The program is part of the college’s new regional training push, involving local officials such as Ottawa County Sheriff Steve Levorchick and Clay Township Police Chief Terry Mitchell, to offer better services at reasonable rates.
Bratton said his officers have made great strides in recent months to reaffirm their commitment to businesses, residents and property owners.
As various reports are filed, Bratton said he intermittently calls those affected for status updates or to talk about how the situation was handled.
“It’s just good customer service is how I look at it,” Bratton said. “One thing is for sure, I really want to work with the merchants. They have been shortchanged over the years,”
Genoa Custom Interiors owner David Grosjean affirmed that the merchants’ ties with the police department have grown significantly stronger under Bratton’s guidance.
“I think it’s wonderful,” Grosjean said. “It’s been a wonderful transition. He brings integrity, experience, to a job that needed it.”
And, Grosjean noted, Bratton lives within the Genoa corporation limits. “So he’s also invested in what happens here.”
The chief has also moved the monthly department staff meeting out of the police station and into the community in the latter half of 2012. The meetings have been held at the Genoa Retirement Center, Genoa Bank and the local library.
And it’s met with great success from both sides as far as Bratton is concerned.
“People love it. They think it’s great. It’s a chance for the guys to get out of the office and get to know the people in these businesses,” Bratton explained, “You start to build a rapport.”
A member of the police department also regularly attends the merchants meeting each Tuesday.
“It’s nice. It shows our involvement and keeps us up on what’s happening without them having to track us down to ask questions,” Bratton said.
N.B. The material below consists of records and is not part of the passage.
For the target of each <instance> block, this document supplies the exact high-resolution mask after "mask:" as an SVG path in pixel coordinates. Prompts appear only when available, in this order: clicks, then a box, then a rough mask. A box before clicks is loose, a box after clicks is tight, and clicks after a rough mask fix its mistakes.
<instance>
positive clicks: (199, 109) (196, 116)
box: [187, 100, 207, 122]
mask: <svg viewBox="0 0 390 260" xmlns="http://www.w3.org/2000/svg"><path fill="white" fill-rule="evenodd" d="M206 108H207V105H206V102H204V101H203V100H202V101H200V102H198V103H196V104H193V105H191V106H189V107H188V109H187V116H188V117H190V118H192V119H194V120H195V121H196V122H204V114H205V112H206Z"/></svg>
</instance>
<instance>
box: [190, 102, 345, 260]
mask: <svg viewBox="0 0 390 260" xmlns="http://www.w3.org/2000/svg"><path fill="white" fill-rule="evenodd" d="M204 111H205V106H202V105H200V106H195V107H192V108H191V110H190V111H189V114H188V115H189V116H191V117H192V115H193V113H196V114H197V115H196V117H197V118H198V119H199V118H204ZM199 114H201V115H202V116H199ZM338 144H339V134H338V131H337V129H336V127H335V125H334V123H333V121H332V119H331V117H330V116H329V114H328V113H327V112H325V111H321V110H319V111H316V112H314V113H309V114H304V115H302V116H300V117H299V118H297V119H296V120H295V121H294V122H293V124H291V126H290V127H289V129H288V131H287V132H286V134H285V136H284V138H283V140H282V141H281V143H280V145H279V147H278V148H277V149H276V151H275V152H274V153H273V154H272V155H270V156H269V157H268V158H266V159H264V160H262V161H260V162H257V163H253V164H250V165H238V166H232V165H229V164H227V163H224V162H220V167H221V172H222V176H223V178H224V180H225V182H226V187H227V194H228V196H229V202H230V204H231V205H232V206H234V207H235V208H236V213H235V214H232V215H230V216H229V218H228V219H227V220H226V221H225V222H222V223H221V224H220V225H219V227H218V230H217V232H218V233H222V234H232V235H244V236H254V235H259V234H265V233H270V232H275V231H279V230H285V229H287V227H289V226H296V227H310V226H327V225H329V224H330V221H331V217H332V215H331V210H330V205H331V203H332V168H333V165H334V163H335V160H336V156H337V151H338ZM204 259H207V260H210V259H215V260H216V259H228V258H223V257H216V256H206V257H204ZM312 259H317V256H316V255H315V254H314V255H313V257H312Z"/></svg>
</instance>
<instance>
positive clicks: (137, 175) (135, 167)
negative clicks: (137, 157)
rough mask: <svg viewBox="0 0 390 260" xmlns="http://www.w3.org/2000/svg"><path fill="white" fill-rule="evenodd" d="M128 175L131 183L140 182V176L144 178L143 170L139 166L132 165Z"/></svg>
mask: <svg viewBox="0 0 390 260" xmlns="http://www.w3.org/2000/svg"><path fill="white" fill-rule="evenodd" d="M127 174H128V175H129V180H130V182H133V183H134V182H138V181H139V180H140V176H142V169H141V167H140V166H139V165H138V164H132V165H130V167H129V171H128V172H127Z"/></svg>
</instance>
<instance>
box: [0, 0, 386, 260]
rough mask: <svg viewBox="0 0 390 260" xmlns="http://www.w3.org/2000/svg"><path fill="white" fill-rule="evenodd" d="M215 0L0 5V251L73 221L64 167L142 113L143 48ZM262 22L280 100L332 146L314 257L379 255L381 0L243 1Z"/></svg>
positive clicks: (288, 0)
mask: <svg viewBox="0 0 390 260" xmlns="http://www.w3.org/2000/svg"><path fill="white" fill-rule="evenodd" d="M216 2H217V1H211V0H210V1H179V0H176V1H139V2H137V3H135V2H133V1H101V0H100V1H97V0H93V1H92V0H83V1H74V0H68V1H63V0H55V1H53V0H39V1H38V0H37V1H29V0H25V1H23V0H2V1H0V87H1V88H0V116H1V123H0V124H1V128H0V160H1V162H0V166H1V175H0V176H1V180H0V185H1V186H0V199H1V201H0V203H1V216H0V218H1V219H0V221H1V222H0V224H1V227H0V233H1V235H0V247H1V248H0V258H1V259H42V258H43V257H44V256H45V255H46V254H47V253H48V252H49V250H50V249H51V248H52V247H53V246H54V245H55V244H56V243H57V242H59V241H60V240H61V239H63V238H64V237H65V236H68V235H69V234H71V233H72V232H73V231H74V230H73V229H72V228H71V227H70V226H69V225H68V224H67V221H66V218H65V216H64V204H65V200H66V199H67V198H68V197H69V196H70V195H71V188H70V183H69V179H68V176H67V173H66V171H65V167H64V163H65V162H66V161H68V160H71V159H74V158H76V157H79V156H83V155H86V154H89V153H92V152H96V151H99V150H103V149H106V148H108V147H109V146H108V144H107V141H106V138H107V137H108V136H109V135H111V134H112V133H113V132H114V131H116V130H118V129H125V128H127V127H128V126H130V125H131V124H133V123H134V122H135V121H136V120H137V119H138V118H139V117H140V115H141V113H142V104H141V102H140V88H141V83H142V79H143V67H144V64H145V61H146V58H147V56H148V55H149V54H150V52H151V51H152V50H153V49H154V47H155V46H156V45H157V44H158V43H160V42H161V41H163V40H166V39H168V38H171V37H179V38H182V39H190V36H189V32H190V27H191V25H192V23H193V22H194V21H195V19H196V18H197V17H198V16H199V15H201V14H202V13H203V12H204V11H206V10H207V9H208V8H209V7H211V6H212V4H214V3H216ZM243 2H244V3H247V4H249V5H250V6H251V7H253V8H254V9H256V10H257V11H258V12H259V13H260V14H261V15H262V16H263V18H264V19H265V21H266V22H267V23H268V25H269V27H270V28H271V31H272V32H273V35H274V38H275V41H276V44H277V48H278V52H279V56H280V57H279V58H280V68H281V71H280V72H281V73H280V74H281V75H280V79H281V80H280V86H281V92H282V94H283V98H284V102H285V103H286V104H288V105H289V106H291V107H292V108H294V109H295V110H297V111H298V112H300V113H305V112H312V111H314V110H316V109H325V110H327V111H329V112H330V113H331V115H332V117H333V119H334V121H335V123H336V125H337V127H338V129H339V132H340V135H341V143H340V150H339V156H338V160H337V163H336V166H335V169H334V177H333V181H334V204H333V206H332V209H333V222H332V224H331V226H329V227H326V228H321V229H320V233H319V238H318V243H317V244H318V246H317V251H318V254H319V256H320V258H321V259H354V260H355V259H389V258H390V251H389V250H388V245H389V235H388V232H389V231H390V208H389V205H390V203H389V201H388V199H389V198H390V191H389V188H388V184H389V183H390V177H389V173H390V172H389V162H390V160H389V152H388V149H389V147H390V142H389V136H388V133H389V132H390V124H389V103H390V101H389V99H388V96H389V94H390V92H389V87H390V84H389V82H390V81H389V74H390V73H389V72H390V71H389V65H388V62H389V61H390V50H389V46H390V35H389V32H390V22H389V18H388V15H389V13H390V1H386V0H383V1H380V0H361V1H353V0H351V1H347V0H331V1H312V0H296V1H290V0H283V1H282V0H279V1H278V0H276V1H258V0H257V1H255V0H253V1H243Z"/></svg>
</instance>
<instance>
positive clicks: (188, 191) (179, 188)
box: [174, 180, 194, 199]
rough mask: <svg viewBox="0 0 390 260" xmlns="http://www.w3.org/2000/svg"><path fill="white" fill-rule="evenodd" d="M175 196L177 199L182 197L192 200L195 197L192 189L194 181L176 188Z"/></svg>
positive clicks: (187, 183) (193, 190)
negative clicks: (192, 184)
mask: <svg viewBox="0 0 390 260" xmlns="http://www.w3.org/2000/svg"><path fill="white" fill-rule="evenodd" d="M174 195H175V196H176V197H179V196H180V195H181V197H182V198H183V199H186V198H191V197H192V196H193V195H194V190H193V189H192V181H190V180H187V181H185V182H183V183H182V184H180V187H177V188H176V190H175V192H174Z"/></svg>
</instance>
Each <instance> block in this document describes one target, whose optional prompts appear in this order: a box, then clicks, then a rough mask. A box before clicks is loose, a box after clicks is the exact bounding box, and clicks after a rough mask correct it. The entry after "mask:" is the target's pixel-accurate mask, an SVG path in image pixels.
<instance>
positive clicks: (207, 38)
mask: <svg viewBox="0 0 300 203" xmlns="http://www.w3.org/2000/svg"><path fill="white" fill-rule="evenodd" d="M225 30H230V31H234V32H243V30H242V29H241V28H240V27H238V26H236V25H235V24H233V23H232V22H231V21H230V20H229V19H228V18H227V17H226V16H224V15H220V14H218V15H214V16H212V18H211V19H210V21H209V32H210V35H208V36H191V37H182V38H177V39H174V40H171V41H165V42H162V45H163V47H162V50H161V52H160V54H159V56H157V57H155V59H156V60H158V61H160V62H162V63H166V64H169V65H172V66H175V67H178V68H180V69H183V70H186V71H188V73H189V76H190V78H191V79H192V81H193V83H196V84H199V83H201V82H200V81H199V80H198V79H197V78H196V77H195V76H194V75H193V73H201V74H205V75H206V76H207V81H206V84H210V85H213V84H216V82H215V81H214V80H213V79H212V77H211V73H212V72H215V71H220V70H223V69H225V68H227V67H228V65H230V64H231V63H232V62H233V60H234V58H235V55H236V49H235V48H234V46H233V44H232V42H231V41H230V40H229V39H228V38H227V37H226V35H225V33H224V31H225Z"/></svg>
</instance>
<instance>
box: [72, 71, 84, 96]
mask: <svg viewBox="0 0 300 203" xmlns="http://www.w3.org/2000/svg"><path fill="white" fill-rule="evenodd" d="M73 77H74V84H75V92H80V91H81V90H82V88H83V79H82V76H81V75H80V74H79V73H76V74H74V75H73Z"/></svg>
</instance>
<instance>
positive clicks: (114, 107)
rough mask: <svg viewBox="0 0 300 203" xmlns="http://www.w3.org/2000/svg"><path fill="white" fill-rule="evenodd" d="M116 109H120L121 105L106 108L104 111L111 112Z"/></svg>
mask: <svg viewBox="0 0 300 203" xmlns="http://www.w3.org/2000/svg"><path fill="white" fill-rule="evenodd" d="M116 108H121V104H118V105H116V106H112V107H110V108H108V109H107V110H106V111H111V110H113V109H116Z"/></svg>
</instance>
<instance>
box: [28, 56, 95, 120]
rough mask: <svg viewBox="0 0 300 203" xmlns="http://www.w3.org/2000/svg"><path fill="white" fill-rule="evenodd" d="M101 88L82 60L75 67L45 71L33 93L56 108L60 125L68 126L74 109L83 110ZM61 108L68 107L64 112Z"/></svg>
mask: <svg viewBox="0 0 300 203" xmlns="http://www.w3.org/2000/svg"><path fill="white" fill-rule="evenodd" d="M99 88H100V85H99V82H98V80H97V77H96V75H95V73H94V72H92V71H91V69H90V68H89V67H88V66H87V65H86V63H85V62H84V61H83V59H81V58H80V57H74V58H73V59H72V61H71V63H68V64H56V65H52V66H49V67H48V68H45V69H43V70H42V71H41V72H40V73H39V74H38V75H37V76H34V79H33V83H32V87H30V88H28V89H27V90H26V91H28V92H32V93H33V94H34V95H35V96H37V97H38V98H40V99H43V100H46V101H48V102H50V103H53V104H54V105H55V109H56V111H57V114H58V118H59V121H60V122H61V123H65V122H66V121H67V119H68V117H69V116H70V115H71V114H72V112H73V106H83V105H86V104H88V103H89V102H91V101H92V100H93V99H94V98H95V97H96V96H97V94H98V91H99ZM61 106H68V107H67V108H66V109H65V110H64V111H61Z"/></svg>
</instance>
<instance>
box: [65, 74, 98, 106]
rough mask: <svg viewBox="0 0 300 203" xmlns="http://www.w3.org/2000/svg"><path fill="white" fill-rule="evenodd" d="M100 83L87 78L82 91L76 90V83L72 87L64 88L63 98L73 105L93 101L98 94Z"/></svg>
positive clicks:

Grosjean agreed. He said having police department personnel regularly at those meetings helps to quickly clear up issues ranging from traffic duty at special events to break-in concerns.
The initiatives are also good for his officers’ morale, the chief added.
“They guys wanted a change. They wanted to get away from the image before.”
The western Ottawa County police department was struggling with a number of internal department issues for a couple of years prior to Bratton’s hiring. Officers complained about in-house harassment and unfair labor practices. The problems culminated with the unexpected resignations of both the former police chief and administrator within weeks of one another.